# no santa claus...



## david henman (Feb 3, 2006)

...at least, not for the adults.

this will be the second year, for my family, of no gift giving.

except for the kiddies, of course.

it has been wonderful to be able to opt out of the stress, expense and, in many instances, silliness, of christmas consumerism.

instead of dreading the season, we now look forward to it.

anyone else adopting this policy?

-dh


----------



## Guest (Nov 24, 2009)

Close. We play Secret Santa and the gift cap is $20. Works great.


----------



## kw_guitarguy (Apr 29, 2008)

My wife has three sisters and this is the 2nd Christmas of not buying for them. We buy for our parents, and my nephews. My wife has two grandmother's still living, so we get them something small.

Between the nephews, parents and grandmothers, it amount to maybe $150. Her sisters and us usually go in on a gift for her mom and dad.

I agree dh, it's a great policy! Makes the season more about family than presents.

~Andrew


----------



## GuitarsCanada (Dec 30, 2005)

We will be adopting this policy more out of necessity this year than anything else. But I look forward to the outcome as you have mentioned. Makes sense to me.


----------



## Mooh (Mar 7, 2007)

My wife and I have been trying to do this with the extended family (except the kids) but with only limited success. Many have opted for the charity contributions instead, which I like. We exchange the name of charities in which we have an interest and spend there instead. We still do the big dinner and couple of days together.

Peace, Mooh.


----------



## nitehawk55 (Sep 19, 2007)

Our Christmas spending will be low keyed this year too....

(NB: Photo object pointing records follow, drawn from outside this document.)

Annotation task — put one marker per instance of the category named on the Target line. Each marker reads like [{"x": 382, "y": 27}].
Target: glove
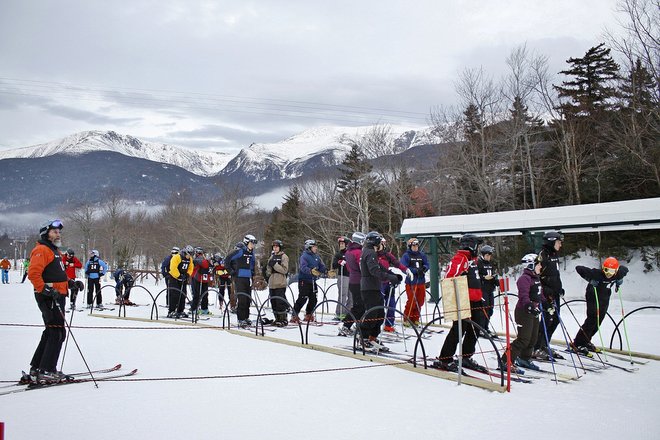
[
  {"x": 410, "y": 274},
  {"x": 533, "y": 309},
  {"x": 50, "y": 292}
]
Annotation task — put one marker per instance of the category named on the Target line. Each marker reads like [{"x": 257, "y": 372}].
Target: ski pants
[
  {"x": 199, "y": 290},
  {"x": 594, "y": 317},
  {"x": 416, "y": 297},
  {"x": 528, "y": 330},
  {"x": 374, "y": 319},
  {"x": 453, "y": 338},
  {"x": 94, "y": 284},
  {"x": 278, "y": 303},
  {"x": 48, "y": 351},
  {"x": 388, "y": 292},
  {"x": 358, "y": 306},
  {"x": 176, "y": 290},
  {"x": 243, "y": 285},
  {"x": 551, "y": 321},
  {"x": 307, "y": 291},
  {"x": 343, "y": 296}
]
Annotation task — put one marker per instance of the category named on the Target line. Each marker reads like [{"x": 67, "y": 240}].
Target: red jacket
[{"x": 70, "y": 265}]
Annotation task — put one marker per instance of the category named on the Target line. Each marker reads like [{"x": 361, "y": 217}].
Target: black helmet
[
  {"x": 486, "y": 249},
  {"x": 373, "y": 238},
  {"x": 470, "y": 242},
  {"x": 550, "y": 237},
  {"x": 53, "y": 224}
]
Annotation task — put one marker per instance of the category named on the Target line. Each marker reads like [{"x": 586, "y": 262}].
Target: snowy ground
[{"x": 355, "y": 403}]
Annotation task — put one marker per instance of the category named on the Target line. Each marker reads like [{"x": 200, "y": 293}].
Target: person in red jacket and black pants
[{"x": 464, "y": 263}]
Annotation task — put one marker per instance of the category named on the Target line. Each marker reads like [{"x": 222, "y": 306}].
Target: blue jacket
[
  {"x": 95, "y": 268},
  {"x": 418, "y": 265},
  {"x": 308, "y": 261}
]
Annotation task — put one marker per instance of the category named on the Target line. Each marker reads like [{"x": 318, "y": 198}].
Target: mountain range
[{"x": 86, "y": 166}]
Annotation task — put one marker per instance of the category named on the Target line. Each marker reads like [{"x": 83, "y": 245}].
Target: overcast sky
[{"x": 221, "y": 74}]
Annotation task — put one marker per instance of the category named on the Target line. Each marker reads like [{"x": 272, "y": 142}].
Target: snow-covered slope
[{"x": 201, "y": 163}]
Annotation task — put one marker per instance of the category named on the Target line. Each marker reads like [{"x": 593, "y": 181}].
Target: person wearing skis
[
  {"x": 387, "y": 259},
  {"x": 277, "y": 271},
  {"x": 71, "y": 264},
  {"x": 352, "y": 256},
  {"x": 181, "y": 268},
  {"x": 372, "y": 276},
  {"x": 240, "y": 263},
  {"x": 339, "y": 265},
  {"x": 200, "y": 283},
  {"x": 123, "y": 284},
  {"x": 489, "y": 281},
  {"x": 5, "y": 265},
  {"x": 599, "y": 289},
  {"x": 527, "y": 312},
  {"x": 416, "y": 262},
  {"x": 50, "y": 282},
  {"x": 95, "y": 268},
  {"x": 310, "y": 269},
  {"x": 464, "y": 263},
  {"x": 552, "y": 293}
]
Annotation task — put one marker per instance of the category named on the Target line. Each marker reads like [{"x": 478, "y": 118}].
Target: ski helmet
[
  {"x": 486, "y": 249},
  {"x": 470, "y": 242},
  {"x": 610, "y": 266},
  {"x": 529, "y": 261},
  {"x": 358, "y": 237},
  {"x": 53, "y": 224},
  {"x": 373, "y": 238},
  {"x": 550, "y": 237}
]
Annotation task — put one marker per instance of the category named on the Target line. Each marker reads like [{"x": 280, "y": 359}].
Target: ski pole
[
  {"x": 547, "y": 342},
  {"x": 623, "y": 318},
  {"x": 600, "y": 335},
  {"x": 57, "y": 304}
]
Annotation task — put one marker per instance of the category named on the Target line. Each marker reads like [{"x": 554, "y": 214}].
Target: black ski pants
[
  {"x": 595, "y": 315},
  {"x": 48, "y": 351},
  {"x": 528, "y": 330},
  {"x": 469, "y": 336},
  {"x": 243, "y": 286},
  {"x": 358, "y": 305},
  {"x": 94, "y": 284},
  {"x": 374, "y": 319},
  {"x": 306, "y": 294}
]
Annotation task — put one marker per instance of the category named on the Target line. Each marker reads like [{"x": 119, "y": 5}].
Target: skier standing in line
[
  {"x": 552, "y": 293},
  {"x": 310, "y": 269},
  {"x": 95, "y": 268},
  {"x": 181, "y": 267},
  {"x": 240, "y": 263},
  {"x": 489, "y": 281},
  {"x": 527, "y": 314},
  {"x": 464, "y": 263},
  {"x": 277, "y": 272},
  {"x": 352, "y": 255},
  {"x": 48, "y": 276},
  {"x": 415, "y": 260},
  {"x": 339, "y": 265},
  {"x": 600, "y": 282}
]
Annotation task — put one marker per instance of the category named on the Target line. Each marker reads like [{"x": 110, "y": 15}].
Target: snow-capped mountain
[{"x": 202, "y": 163}]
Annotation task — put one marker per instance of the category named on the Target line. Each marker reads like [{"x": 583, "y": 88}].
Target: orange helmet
[{"x": 610, "y": 266}]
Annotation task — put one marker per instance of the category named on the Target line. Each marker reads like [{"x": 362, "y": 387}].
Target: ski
[{"x": 31, "y": 387}]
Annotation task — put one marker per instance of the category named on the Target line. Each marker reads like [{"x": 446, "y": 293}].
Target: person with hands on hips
[{"x": 598, "y": 292}]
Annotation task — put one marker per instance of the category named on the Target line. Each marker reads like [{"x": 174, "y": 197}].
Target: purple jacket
[
  {"x": 529, "y": 289},
  {"x": 352, "y": 256}
]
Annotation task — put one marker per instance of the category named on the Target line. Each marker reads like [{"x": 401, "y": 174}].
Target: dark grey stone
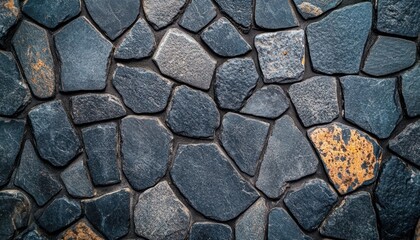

One reason is reduction of cost....simply don't have the $$$'s 

The other is because of our youngest son being on tour in Afghanistan and won't be with us so it's kind of cast a cloud on the whole holiday season thing . Honestly , myself and the wife just don't feel like it .


----------



## Starbuck (Jun 15, 2007)

We have been dong that for a couple if years now. We love it!


----------



## GuitarsCanada (Dec 30, 2005)

nitehawk55 said:


> Our Christmas spending will be low keyed this year too....
> 
> One reason is reduction of cost....simply don't have the $$$'s
> 
> The other is because of our youngest son being on tour in Afghanistan and won't be with us so it's kind of cast a cloud on the whole holiday season thing . Honestly , myself and the wife just don't feel like it .


Hopefully your boy completes his tour safe and sound. Can't ask for a better gift than that.


----------



## guitarman2 (Aug 25, 2006)

david henman said:


> ...at least, not for the adults.
> 
> this will be the second year, for my family, of no gift giving.
> 
> ...



I'm with you on this. Other than just buying for the children I would have much more enjoyment on geting together for one big festive dinner.


----------



## david henman (Feb 3, 2006)

Mooh said:


> My wife and I have been trying to do this with the extended family (except the kids) but with only limited success. Many have opted for the charity contributions instead, which I like. We exchange the name of charities in which we have an interest and spend there instead. We still do the big dinner and couple of days together.
> Peace, Mooh.


...the charity option is a good one!

we had gotten into the habit of exchanging "christmas hints", which ultimately became too much like order-taking.

-dh


----------



## ezcomes (Jul 28, 2008)

we kind of do that...we try to buy small stuff for close family (parents, siblings) and then extended family we draw names give a gift max of 20 bones, and then dollar store type stocking stuffers for the rest...now the family has gotten so big though, that now the grandchildren draw names amonst while the adults/parents do it amonst...it cut costs too...


----------



## puckhead (Sep 8, 2008)

My wife and I wll be giving each other a half of a roomba this year.
the gift of less vacuuming.

However we have a 5 year old girl, so the budget will be shot on her anyways :smile:


----------



## hollowbody (Jan 15, 2008)

david henman said:


> we had gotten into the habit of exchanging "christmas hints", which ultimately became too much like order-taking.
> 
> -dh


I've gotten into this habit with my mom, who is eternally unpleased with any gift I can think of, and yes, it does seem kind of ass-backwards and contrary to the spirit of the holidays. But I come from a very small family (me, mom and pop), so I haven't really experienced the stress of having to buy gifts for a ton of people until I started spending Christmas with my GF's family (my parents are orthodox Christians, their Jesus wasn't born til Jan).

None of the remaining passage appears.